Market access is one of the major challenges for biotrade exporters into the EU, as it requires quality guarantees, regulatory compliance and assurance that products are safe for the environment and for human use such as chemical raw materials, foods, nutritional products and cosmetics.
The proposed laboratory network aims to boost confidence and trust in the quality of southern African vegetable and essential oils. The project will also support a collective REACH registration (Registration, Evaluation, Authorisation and Restriction of Chemicals) to reduce barriers to trade with the EU and make it more affordable to a larger number of small companies, while protecting their confidential information and intellectual property.

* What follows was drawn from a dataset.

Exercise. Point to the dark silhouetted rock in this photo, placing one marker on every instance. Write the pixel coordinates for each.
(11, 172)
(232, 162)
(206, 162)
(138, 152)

ABioSA is working with global regulatory consultancy Lisam to identify and respond to current gaps in local SME compliance. Lisam has identified local and international laboratories which can assist with testing of oils, cosmetic and food products according to EU requirements. It has contacted more than 130 local and international laboratories, of which 29 are approved as participants in the network. Ten of the laboratories are international and have indicated a willingness to collaborate with their southern African counterparts.
Lisam is also providing biotrade SMEs with technical advice on how to comply with classification, labelling and packaging of substances (EU CLP) and EU cosmetic product regulation (EC 1223/2009).
Most biotrade SMEs in Southern Africa are not familiar or fully compliant with these regulations, and don’t understand how compliance may expand their customer base.
A 2019 preliminary study by Lisam, on behalf of ABioSA, asked 30 biotrade SMEs to submit regulatory documents, laboratory reports and certificates of analyses (COA) to determine their level of compliance with the EU regulations. It found many SMEs provided missing data, or COAs not signed by the technical signatory or laboratory technician, which meant oils could not be correctly classified.
Some businesses did not provide sufficient information to confirm their oils were exempt from REACH registration, laboratory reports were supplied of tests not carried out on their own oils and some used laboratories that were not accredited or not working according to Good Laboratory Practice (GLP). In some cases, claims were made on cosmetic product labels without supporting clinical or market trials. Most SMEs did not have Product Information Files (PIFs) and safety assessments on their finished products being marketed and sold to consumers in the EU and SA.